Bu bakımdan dünyanın hangi ülkesinde yaşıyor olurlarsa olsunlar; rengi, ırkı ve dili ne olursa olsun bütün mü’minler kardeştir. Bu sebeple Kur’an-ı Kerim, mü’minlerin karşılıklı iyi ilişkilerine çok önem vermektedir. Din kardeşliğinin hedefi, Allah’ın rızası yanında, insanların mutluluğunu temin etmektir. “Mü’min erkekler ve mü’min kadınlar, birbirlerinin dostlarıdırlar.

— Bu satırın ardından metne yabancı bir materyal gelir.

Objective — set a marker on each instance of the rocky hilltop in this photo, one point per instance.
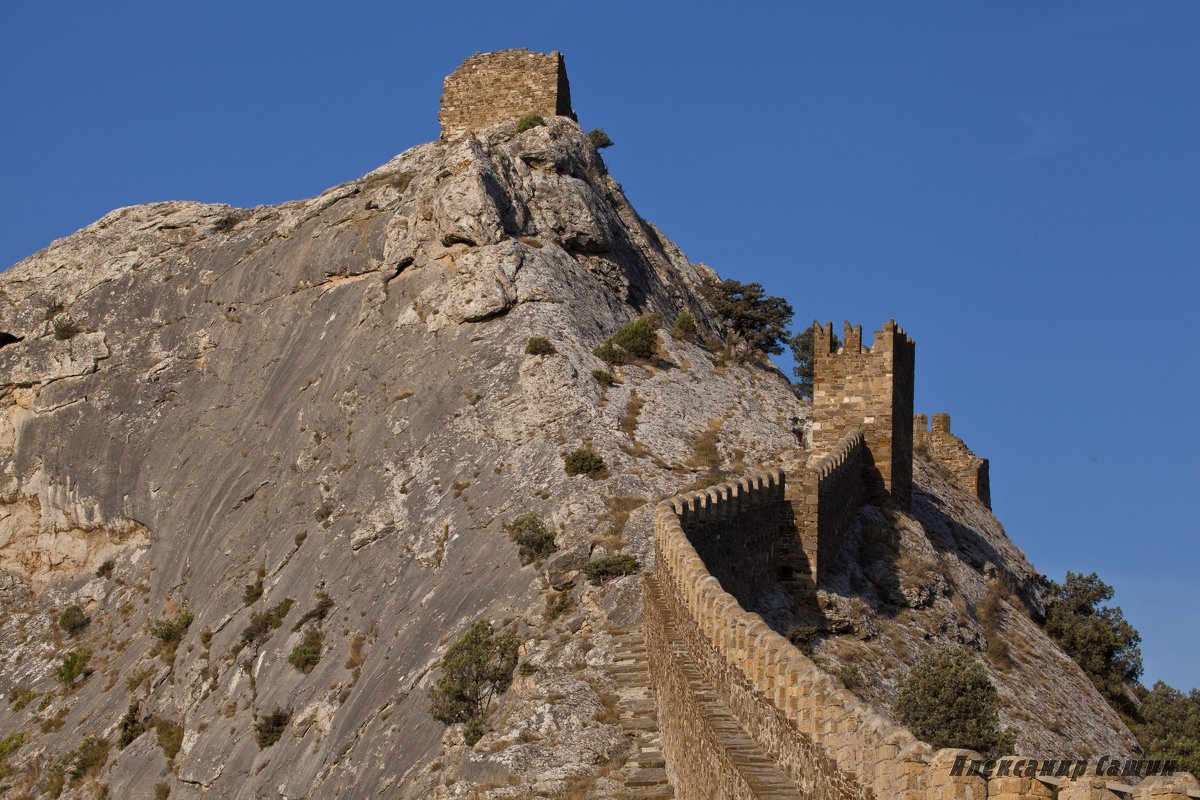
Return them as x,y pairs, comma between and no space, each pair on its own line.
223,427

İyiliği emrederler, kötülükten alıkoyarlar, namazı kılarlar, zekâtı verirler, Allah’a ve Rasûlüne itaat ederler. İşte Allah onlara rahmet edecektir.” (9/Tevbe, 71) “Kim Allah’ı, Rasûlünü ve iman edenleri dost edinirse (bilin ki) üstün gelecek olanlar şüphesiz Allah’ın tarafını tutanlardır.”(5/ Mâide, 56) Kardeş olmak; arkadaş ve sâdık dost olmak, sevinçte ve kederde beraber olmayı göze almak; bunu fiilî olarak göstermek demektir. Sevmek; saymak, güvenmek, merhamet etmek, yardımlaşmak ve dayanışmak demektir.

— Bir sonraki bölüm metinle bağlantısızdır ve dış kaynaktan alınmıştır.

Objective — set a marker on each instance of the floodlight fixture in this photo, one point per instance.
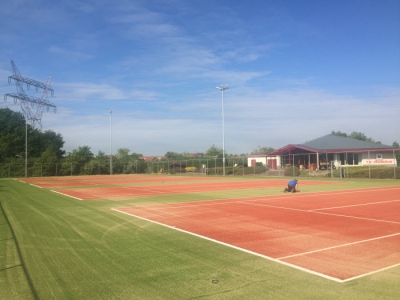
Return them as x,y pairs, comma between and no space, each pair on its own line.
222,88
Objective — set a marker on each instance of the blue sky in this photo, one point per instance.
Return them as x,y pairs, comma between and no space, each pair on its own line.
296,70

Bunlar olmadan kardeşlik iddiasının bir anlamı olmaz. Kur’ân’ın öngördüğü kardeşlik, bütün bunları içeren bir muhtevaya sahiptir. Mevlâna ve bir öğrencisi, dostluğun ve arkadaşlığın konu edildiği bir söyleşiden çıkmışlar, yolda birlikte yürüyorlardı. Biraz ileride yolun kenarında, iki köpeğin koyun koyuna sokulup, birlikte uyumakta olduklarını gördüler. Öğrencisi, biraz önceki söyleşinin de etkisi altında kalarak, bu görüntü karşısında çok duygulandı ve bu duygusunu Mevlâna ile paylaşmak istedi: “Efendim şu manzaraya bakın” dedi. “Ne denli yüce bir ders alınacak dostluk örneği, değil mi?” Mevlâna, öğrencisinin bu heyecanı karşısında hafifçe gülümsedi ve kişisel çıkarların nice dostlukları yakıp kül ettiğini anımsattıktan sonra ona, unutamayacağı bir ders verdi: “Evlat, sen onların arasına bir kemik atıver de, bak o zaman gör dostluklarını” dedi.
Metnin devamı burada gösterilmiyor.